Profondément touchée par cette reconnaissance, Pinar Selek a dédié son prix à toutes les femmes exilées comme elle, tout particulièrement à celles qui ne sont pas visibles. Et aussi à toutes les lucioles qui bravent les frontières, les forteresses, les fascismes, les violences et qui transforment le monde par leurs solidarités concrètes, par leurs poésies et leurs philosophies émancipatrices.

"Autour de notre Méditerranée, la criminalisation de la mobilité des opprimé.es se traduit par des corps glacés, des corps morts, des corps qui ne rêvent plus, ou par des esclaves sans protection, sans droit, au cœur de l’Europe occidentale.

A cause de mes écrits et de mes positionnements en faveur des libertés, parce que j’ai dénoncé le génocide des Arméniens et toutes les violences nationalistes, militaristes et sexistes, j’ai du quitté mon pays mais je n’ai pas quitté la Méditerranée : je continue mes combats à Nice. Comme disait Virginia Wolf, en tant que femme, je n’ai pas de pays, je ne veux pas de pays national. Mon pays c’est le Méditerranée et je vais faire mon possible pour que la tragédie humaine s’arrête, pour que règne la justice, la liberté et la solidarité.

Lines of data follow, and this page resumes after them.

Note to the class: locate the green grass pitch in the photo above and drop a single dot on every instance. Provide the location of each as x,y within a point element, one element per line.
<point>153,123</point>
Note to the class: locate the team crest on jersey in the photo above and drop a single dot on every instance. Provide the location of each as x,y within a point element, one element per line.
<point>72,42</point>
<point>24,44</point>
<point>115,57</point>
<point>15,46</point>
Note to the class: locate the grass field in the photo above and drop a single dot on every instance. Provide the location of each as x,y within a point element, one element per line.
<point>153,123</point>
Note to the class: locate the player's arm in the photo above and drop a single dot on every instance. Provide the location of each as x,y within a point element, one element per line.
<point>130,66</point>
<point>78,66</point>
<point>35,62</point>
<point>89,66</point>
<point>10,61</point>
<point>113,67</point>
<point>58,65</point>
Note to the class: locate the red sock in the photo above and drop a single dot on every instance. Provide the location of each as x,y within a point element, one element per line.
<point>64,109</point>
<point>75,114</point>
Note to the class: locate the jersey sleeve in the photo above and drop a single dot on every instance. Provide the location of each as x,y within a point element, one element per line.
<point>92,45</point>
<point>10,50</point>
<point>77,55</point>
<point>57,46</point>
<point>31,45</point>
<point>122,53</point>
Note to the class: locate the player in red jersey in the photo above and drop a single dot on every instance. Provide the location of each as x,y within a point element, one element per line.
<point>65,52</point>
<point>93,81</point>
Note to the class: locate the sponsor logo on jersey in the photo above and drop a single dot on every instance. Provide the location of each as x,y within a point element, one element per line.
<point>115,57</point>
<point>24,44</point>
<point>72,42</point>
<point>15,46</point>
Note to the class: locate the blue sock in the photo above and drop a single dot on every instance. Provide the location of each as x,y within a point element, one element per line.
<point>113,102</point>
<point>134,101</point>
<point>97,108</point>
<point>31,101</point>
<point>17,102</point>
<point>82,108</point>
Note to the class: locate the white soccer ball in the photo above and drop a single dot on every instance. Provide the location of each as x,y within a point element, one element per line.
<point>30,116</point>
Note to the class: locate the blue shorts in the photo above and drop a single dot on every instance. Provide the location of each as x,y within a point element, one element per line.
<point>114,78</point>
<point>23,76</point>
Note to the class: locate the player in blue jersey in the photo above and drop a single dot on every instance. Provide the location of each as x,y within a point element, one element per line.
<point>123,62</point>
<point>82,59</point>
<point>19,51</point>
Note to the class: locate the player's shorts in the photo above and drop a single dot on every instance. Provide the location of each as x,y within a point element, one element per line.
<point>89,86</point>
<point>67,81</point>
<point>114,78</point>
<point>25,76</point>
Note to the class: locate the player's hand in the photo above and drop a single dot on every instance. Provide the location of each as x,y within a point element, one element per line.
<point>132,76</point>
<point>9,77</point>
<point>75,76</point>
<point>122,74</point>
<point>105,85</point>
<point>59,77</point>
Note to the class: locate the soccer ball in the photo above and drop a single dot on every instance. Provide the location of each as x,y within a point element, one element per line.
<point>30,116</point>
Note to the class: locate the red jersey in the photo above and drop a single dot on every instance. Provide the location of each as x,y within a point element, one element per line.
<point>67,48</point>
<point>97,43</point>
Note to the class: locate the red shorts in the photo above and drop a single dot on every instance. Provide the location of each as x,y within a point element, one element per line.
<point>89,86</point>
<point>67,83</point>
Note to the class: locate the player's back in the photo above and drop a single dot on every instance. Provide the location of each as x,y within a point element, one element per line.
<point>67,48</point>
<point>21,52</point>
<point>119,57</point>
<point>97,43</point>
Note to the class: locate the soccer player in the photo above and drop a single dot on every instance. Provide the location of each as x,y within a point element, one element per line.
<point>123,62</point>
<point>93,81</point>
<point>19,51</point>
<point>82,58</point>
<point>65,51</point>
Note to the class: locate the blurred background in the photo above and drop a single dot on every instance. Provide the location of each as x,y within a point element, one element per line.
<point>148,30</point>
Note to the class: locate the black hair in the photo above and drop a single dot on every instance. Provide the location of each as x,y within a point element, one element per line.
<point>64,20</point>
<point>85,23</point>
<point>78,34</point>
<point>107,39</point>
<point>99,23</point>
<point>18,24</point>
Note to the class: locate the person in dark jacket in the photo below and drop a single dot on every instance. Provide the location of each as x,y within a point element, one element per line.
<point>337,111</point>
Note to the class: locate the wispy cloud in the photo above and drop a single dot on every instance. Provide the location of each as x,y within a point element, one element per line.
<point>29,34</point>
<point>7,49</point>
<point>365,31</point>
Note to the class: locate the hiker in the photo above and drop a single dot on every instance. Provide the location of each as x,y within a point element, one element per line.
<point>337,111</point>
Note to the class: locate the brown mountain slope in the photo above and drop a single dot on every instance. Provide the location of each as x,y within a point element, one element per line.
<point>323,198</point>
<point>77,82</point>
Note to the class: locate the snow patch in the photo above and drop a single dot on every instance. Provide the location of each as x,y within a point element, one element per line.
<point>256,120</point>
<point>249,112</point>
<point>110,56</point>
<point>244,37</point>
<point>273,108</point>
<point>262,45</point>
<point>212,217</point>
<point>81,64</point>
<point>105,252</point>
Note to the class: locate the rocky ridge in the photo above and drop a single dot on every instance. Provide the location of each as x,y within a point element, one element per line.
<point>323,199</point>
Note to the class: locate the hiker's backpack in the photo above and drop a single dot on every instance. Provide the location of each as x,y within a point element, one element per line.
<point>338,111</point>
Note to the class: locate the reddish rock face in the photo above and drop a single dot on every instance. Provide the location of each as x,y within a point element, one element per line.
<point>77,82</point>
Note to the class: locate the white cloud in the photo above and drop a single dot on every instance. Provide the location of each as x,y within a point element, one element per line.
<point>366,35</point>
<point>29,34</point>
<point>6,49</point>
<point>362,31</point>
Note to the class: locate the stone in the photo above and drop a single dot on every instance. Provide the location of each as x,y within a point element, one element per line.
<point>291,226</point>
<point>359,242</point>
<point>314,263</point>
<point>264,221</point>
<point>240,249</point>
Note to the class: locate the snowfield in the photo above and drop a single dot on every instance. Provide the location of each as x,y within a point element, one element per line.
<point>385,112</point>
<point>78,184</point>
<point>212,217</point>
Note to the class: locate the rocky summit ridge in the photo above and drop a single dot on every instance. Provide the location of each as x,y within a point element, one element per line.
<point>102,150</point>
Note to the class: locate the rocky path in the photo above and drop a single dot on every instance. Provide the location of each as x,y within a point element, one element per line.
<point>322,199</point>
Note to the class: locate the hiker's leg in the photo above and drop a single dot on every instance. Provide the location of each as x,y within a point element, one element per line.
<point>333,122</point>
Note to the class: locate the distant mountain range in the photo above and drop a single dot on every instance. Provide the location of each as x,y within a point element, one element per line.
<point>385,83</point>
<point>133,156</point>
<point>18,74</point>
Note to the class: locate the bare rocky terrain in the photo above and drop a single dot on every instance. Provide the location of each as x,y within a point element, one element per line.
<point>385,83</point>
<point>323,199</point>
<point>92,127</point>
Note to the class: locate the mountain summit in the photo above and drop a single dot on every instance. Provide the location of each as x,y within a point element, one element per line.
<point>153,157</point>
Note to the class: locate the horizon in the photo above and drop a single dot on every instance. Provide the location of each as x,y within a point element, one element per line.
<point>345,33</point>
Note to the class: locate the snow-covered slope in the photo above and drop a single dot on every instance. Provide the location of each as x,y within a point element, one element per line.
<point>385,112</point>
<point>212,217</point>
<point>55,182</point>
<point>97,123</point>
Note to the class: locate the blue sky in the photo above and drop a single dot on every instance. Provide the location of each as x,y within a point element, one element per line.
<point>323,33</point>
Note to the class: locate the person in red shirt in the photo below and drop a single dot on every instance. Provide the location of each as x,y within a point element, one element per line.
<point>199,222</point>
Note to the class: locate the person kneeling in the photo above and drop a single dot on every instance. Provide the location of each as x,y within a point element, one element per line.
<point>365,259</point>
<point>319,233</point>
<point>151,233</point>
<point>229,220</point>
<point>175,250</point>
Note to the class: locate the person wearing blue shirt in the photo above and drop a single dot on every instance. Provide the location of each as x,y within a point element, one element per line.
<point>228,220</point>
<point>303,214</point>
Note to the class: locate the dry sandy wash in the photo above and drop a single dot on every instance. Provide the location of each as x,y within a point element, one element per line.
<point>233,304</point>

Deux mondes se livrent une lutte infernale. Le monde des oppresseurs, des dominants qui ont les armes, les prisons, l’argent. Le monde des lucioles qui défendent et qui créent la vie, la beauté, la poésie.

Je suis fière de faire partie du monde des lucioles. Qui tirent la lumière de leurs rêves et qui éclairent quand il fait nuit. Je suis ici en tant que femme réfugiée, en tant qu’écrivaine, en tant que militante, en tant que chercheure, en tant que méditerranéenne. Par mes écrits et actions, j’essaie de résister …. Et de contribuer à la construction d’une contre-culture basée sur la solidarité, la liberté et la justice.

Je sais que c’est difficile. Oui, mais comme le proposait Antonio Gramsci, allier le pessimisme de l’intelligence et l’optimisme de la volonté peut libérer une puissance magique. Je sens cette magie dans les chemins que je poursuis.

Au nom de toutes les lucioles méditerranéennes, au nom de ces sorcières qui jouent avec la magie, je vous remercie pour cet encouragement. »

La franco-turque réfugiée à Nice, Pinar Selek, va recevoir le "Prix 2019 de la Culture Méditerranéenne"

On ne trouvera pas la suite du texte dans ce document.